In 1994, after the work by David Sayers and Richard Green was completed, the head gardener, Fernando Costa, created a beautiful fern garden in the area on either sides of the stream. This garden currently possesses nearly 300 examples of different species, varieties and cultivars, some of them endemic. The genera represented include: Adiantum, Angiopteris, Asplenium, Athyrium, Blechnum, Campyloneurum, Christella, Cibotium, Culcita, Cyathea, Cyrtomium, Davallia, Deparia, Dicksonia, Didymochlaena, Diplazium, Doodia, Dryopteris, Equisetum, Goniophlebium, Huperzia, Lophosoria, Lygodium, Matteuccia, Microlepia, Niphidium, Nephrolepis, Onoclea, Onychium, Osmunda, Pellaea, Phlebodium, Phyllitis, Pityrogramma, Polypodium, Psilotum, Pteris, Rumohra, Sadleria, Selaginella, Sphaeropteris, Stegnogramma, Stenochlaena, Thelypteris, Todea, Trichomanes, Woodsia, Woodwardia.
The Azores are part of the Macaronesia (from the Greek nesoi = islands), the name given to the group of archipelagos made up of the Azores, Madeira, the Canaries and Cape Verde. These islands share a very special flora, which originates from the extinct forests of the Tertiary and previous periods, particular species, many living fossils from important evolutionary trunks of current flora and the stll important effect of insular ecology on evolutionary structure.
On these archipelagos, the existing endemic forest is laurisilva, whose name derives from the Latin Laurus (laurel, lauraceae) and Silva (forest, wood).
Twenty million years ago, during the Tertiary period, the laurisilva forest was common throughout what is now the Mediterranean basin, Southern Europe and North Africa.
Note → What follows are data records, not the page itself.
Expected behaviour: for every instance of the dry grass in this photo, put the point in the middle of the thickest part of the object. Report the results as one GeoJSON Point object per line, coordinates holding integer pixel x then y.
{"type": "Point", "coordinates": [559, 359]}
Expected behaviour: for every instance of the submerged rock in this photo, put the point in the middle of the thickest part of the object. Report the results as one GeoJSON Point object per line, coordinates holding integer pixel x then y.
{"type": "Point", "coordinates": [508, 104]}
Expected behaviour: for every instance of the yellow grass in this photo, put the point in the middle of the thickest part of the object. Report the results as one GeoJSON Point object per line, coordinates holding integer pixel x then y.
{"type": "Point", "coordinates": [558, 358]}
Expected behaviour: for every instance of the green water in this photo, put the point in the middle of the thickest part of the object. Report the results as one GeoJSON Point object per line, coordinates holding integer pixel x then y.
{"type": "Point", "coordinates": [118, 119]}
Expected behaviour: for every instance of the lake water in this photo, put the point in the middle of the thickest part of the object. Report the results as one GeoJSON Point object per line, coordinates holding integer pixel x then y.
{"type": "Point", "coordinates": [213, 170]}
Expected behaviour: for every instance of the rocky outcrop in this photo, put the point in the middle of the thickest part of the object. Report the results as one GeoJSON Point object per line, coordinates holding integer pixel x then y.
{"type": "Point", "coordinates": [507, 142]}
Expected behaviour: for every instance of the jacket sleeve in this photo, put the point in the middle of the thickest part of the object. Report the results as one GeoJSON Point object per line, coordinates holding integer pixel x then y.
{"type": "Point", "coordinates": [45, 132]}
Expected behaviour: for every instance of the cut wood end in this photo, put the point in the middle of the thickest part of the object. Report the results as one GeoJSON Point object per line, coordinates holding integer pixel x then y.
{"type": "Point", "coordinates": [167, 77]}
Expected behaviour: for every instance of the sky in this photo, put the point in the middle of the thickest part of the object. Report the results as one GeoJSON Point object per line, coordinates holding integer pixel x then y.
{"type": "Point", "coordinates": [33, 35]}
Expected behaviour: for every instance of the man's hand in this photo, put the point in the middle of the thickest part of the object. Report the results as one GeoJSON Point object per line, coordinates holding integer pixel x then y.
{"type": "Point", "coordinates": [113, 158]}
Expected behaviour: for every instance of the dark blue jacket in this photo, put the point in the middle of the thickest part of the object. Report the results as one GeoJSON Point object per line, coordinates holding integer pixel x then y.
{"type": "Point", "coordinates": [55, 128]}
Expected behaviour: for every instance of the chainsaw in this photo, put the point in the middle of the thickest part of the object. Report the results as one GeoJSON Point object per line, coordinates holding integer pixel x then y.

However, the formation of the Mediterranean Sea and the subsequent climactic changes throughout Europe and North Africa, as well as the occurence of nine glacial and interglacial periods over the last 2 million years led to the mass extinction of ecosystems and the appearance of new ones with a different ecology and species.
The insular regions that belong to the Macaronesia, which enjoy a milder climate due to the softening effect of the surrounding Atlantic Ocean, became refuges and protective areas for many species characteristic of the laurisilva forest. As such, this type of forest, which is dominated by laurifolius species (trees, evergreens with large glabrous or subglabrous and coriaceous leaves) and associated with a mild climate, gentle winters and summers without water stress, are very important in the Azores.
After being colonised, over time, the native forest of the Azores has been drastically reduced, with the wood of many endemic species being used in traditional cooking and for heating houses, as well as greater use of land for pasture and the introduction of exotic and invasive species.
At Terra Nostra, we have a garden dedicated to endemic and native plants of the archipelago, which highlights their importance and allows the public to discover a little more about the natural flora of the Azores. In this garden, which was first planted in 1994, although some of the endemic plants have been replaced, visitors can still find plants dating back to that year, many of them now the size of trees.